Tuesday, May 10, 2011

Gabriel Garcia Marquez : One Hundred Years Of Solitude

My life changed after reading that novel. It is impossible for me not to pay respect to it. I owe so much to that single book! Just as Rushdie called it 'the greatest novel in any language of the last fifty years'.

Its a plethora of human emotions, a reality of the entire race of humanity, a history that is at once eternal and timeless, something that has always existed and is forever present.

Each and every page of the novel is an 'instant' of the 'present'. There is no past. Illusions melt into reality, reality fuses with magical elements. Who is to separate them! Reality and fantasy have finally become one, only to heighten reality all the more, to press the incomprehensibility of what we call 'real'.

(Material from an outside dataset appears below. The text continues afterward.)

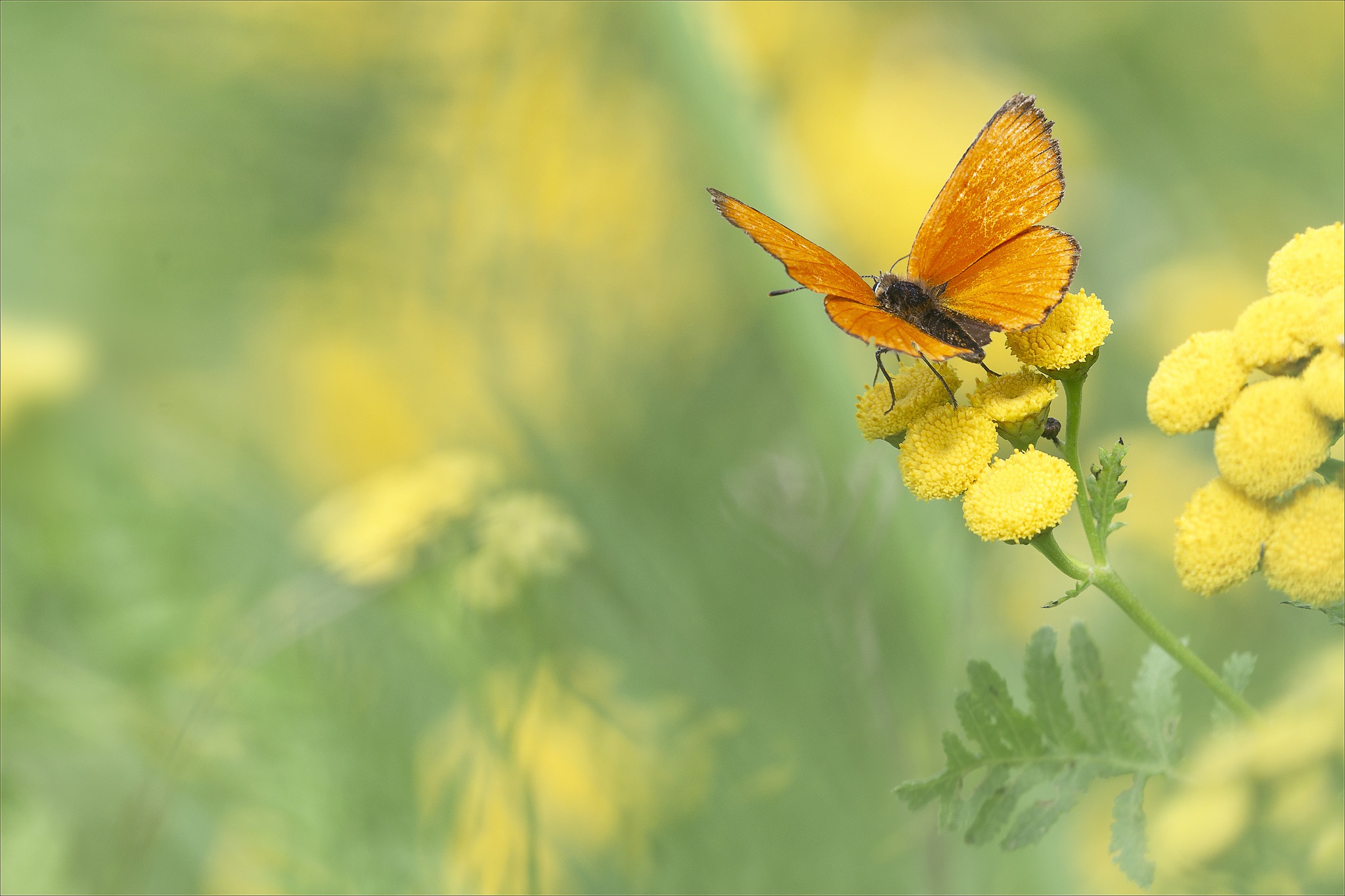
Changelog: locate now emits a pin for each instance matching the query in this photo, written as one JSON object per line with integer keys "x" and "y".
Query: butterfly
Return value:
{"x": 979, "y": 264}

'One Hundred Years Of Solitude' is also an amazing example of what can be achieved through simplicity of language alone. The trick lies in how one moulds the language to do his bidding. Of course, it is much greater than any other work I have read so far, including those of Kafka's. I really love Kafka, and yet with all respect I must acknowledge that Marquez is perhaps the person to whom I owe my new-founded vision.

I was foolishly attempting to write an answer on the novel for examination purpose. Nothing could be more futile. You cannot pen down the features of the novel in 1000 words. You cannot say anything at all.

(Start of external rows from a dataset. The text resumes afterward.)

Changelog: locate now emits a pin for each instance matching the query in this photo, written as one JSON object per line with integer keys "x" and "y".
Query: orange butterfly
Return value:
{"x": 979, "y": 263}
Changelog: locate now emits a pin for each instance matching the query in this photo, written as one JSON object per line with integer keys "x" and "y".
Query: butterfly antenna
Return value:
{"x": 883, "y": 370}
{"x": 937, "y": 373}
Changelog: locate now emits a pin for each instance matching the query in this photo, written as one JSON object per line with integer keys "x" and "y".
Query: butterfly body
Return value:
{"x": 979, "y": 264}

I still remember the time when I read the novel. Before my part one exams I had a slight fever I think. I was recovering and reading this novel. It took me three or four days to read, and the next three or four days I was numb, speechless.

The novel attracted and repulsed (because of the incest). It was magical and fantastic, and yet it was more real than most 'realistic' novels. It bewildered, it bewitched, it amazed, it teased, it played with all the emotions imaginable including that of disgust.

If there is anything called 'the Bible' then here it is. If there is any Heaven, if there is any Hell then they are present here in this novel. Solitude is our Hell, and love our Heaven! And 'love' is what the Buendias lack, thus they are doomed with an unchosen solitude.

The family cannot differentiate between 'true love' and 'true lust', and in their confusion, just as with fantasy and reality, they blend these two is the same palette too, to create a feeling unique and of its own kind, a feeling that cannot be defined either as love or lust. Perhaps, if the word 'life' was indicative of any feeling at all then this is it.